Page MenuHomePhabricator

cloudcontrol2006-dev struggling with memory
Closed, ResolvedPublic

Description

I saw an alert today:

FIRING: OOM: OOM killer active on cloudcontrol2006-dev:9100 - TODO - https://grafana.wikimedia.org/d/-OcleDKIz/oom-kill - https://alerts.wikimedia.org/?q=alertname%3DOOM

The logs showed that the user with id 111 got a bunch of procs killed by the OOMkiller. This is rabbitmq.

The system had a very high load average as well.

I noticed the physical memory in the system is low (32GB) compared to other similar servers (cloudcontrol2004-dev 128GB, cloudcontrol2005-dev 500GB).

This server is definitely under memory pressure, on a normal day it will have only 1GB available.

Event Timeline

aborrero changed the task status from Open to In Progress.Oct 18 2024, 10:50 AM
aborrero raised the priority of this task from Medium to High.
aborrero added a project: User-aborrero.

Today the oomkiller victim was mariadb, which is maybe even more concerning that rabbitmq getting killed.

I'll raise priority, and see if DCops can help us replace this server.

aborrero added a parent task: Unknown Object (Task).Oct 18 2024, 11:07 AM
aborrero added a project: ops-codfw.
aborrero moved this task from Backlog to Blocked/waiting on the User-aborrero board.
aborrero added subscribers: Jhancock.wm, Papaul.

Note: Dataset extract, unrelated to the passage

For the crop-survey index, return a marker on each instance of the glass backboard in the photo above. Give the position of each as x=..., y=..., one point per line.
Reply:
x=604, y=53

hey @Papaul and/or @Jhancock.wm per https://phabricator.wikimedia.org/T377568#10247882 you should be receiving memory expansion parts soon. Please upgrade the memory on this server to 128GB.

I got the memory in. Is it safe to proceed with the upgrade at this time? I didn't see if it got depooled already.

I got the memory in. Is it safe to proceed with the upgrade at this time? I didn't see if it got depooled already.

thanks @Jhancock.wm, the server can be upgraded anytime.

Jhancock.wm claimed this task.

upgraded to 128Gb. powering up now. Please let us know if you need additional help!